Volunteers were helping to relocate pets and livestock belonging to the residents.
Resident Jim Rightley told Albuquerque television station KRQE (http://bit.ly/2rzu6Ry) that it’s never easy to leave his home behind.
“I was just trying to stay calm enough to pack everything without panicking. But when you’re watching fire constantly and on the ground, I mean it’s only a hundred of feet from you,” Rightley said.
Other residents were waiting and hoping that the weather would cooperate.
Forecasters called for afternoon temperatures near 90 while humidity levels were expected to remain in the single-digits through the weekend. There’s a chance for thunderstorms Sunday, but Overton said that might not necessarily be a good thing if there’s no rain associated with the storms.

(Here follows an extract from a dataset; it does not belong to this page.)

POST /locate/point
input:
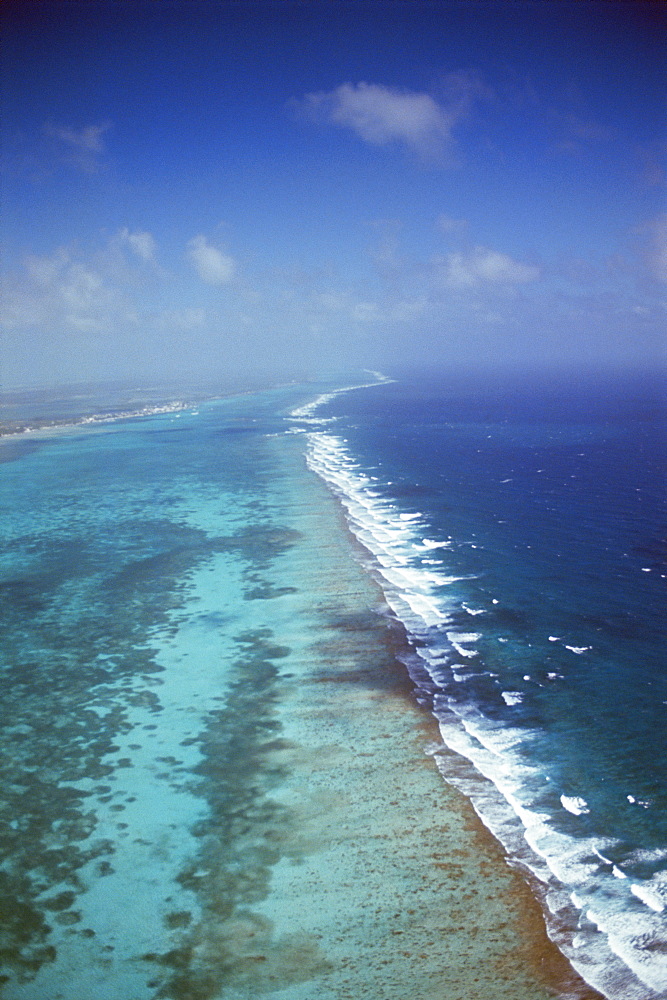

A popular getaway, the Jemez Mountains are dotted with homes, summer cabins, numerous campgrounds, fishing spots and the Valles Caldera National Preserve. The mountain range also has had its share of fire, marking some of the largest and most costly blazes in the state’s recorded history over the last several years.
One of those fires forced the evacuation of the town of Los Alamos and the temporary closure of Los Alamos National Laboratory, one of the nation’s top nuclear research centers. More recently, fire threatened the historic cabins at Valles Caldera.
On Thursday, scientists with the U.S. Geological Survey witnessed the early stages of the Cajete Fire. They were in the area doing field work related to how ecosystems rebound from fire and noted the high-intensity fire that rolled through the same area in 2013.
Fire officials said Friday that one concern is Los Griegos Mountain, an area that has not seen any fire or fuel treatments and is overgrown.
There are roughly 300 homes and other structures in the evacuated area, Overton said.